Here’s why Sewer Science from Hawkeye Sewer and Drain matters and how it can help your marketing.

Helpful

Content marketing’s golden rule, as defined by Ann Handley and C.C. Chapman in their book Content Rules, states that good content should, “share or solve don’t shill.” Sewer Science walks that talk. Of their 10 content modules in this newsletter only three contain a sales message. Most are packed with short, insightful articles on the best brands of toilet paper and plungers as well as common problems with garbage disposals and water-saving toilets.

I’ve included the full flier below so you can see for yourself how useful this content is. Have you read anything more informative about household plumbing lately?

Sewer Science

Forget that hard-sell or seasonal service plan. How can you answer all of the questions your customers have? Keep tabs on frequently asked questions online and off with a simple tally sheet or shared doc. When you figure out how to answer these, you’ll discover that you’ve also created significant …

Value

When you provide a useful service like this, you’ll have instantly created value around your brand in the hearts and minds of your customers. The next time they need your particular product or service who do you think they’ll reach out to first? A list of companies in a Google search around what you do or will they Google your business directly because you took the time to help them when you didn’t have to.

Create value for customers and you’ll see that value you returned over time. That’s the definition of a good deal and the first step in …

Building Relationships

We buy from people and brands that we like. We always have and we always will. A complication of this is our increasingly digital society. In many ways, it’s made us closer to one another than ever before and yet it’s made it easier to be impersonal as well.

Use your helpful content to provide those early building blocks in your relationships with your customers. Like Hawkeye Sewer, take advantage of small service calls to provide some lagniappe — or a little something extra to show that you care and that you’re here to help. You might find that it was that little extra something that helps close a longer tail sale down the road.

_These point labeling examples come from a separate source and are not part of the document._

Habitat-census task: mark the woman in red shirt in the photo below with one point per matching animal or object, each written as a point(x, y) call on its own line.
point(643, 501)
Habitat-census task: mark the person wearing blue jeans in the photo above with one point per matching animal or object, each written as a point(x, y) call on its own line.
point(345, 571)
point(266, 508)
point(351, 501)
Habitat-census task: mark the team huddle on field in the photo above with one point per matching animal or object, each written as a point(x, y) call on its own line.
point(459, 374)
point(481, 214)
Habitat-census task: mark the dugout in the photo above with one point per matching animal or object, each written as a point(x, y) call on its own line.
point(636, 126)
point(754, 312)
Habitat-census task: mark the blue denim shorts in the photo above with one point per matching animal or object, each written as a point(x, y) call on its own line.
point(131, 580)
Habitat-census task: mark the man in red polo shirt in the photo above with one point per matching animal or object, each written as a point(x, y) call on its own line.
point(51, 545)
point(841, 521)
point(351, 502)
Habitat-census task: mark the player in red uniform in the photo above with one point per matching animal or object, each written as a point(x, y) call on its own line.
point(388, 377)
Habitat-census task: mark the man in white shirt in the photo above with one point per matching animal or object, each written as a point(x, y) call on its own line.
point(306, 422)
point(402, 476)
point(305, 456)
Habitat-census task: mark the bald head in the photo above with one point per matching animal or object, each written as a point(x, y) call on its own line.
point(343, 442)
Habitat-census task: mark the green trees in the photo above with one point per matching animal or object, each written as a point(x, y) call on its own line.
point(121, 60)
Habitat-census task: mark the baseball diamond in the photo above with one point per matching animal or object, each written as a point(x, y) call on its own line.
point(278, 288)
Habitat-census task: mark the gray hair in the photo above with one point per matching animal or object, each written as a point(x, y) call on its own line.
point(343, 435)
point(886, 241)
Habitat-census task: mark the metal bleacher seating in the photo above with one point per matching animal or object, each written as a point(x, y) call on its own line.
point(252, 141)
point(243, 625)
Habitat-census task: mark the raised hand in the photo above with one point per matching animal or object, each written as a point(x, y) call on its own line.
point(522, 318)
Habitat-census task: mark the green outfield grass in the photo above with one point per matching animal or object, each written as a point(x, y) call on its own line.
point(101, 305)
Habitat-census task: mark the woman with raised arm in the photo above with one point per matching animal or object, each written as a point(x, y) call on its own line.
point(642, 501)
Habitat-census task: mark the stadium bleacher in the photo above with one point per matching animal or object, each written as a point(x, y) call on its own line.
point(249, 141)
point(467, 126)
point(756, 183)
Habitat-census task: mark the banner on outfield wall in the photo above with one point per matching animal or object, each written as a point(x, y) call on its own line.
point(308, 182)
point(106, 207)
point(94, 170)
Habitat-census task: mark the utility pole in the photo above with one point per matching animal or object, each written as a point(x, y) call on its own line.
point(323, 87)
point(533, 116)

How does your content advance your relationships with your customers? It’s important not to squander these early moments as the best content is …

Timely

Relevancy matters in all forms of marketing. Guess when I care most about plumbing information? When I have a plumbing problem staring me down.

Take a moment to map out the issue your brand solves from your customers’ point of view. Which moments are most critical to them? How can you provide useful content to help them navigate these challenges?

The Bigger Picture

When it comes to marketing case studies, there’s often an underlying theme that bigger is better. Bigger budgets, bigger teams, bigger tools, bigger technology. Success seems attainable only by big brands. Marketing like Sewer Science helps bust that myth. Little brands can do big things.

And those things aren’t always digital either. It’s an oft heard expression from Abraham Maslow, but sometimes “if you only have a hammer, you tend to see every problem as a nail.” As social media and digital marketers, it’s our responsibility to ground all of the content we create with a business objective packaged in a format that is most useful to the customer. Sometimes that’s a mobile app and sometimes that’s an old-school trifold brochure. Regardless, they are delivered in a way that is most meaningful to your audience.

When it comes to the content you create, take a page from Sewer Science and be helpful and relevant and you’ll be on your way to building value and relationships both online and off.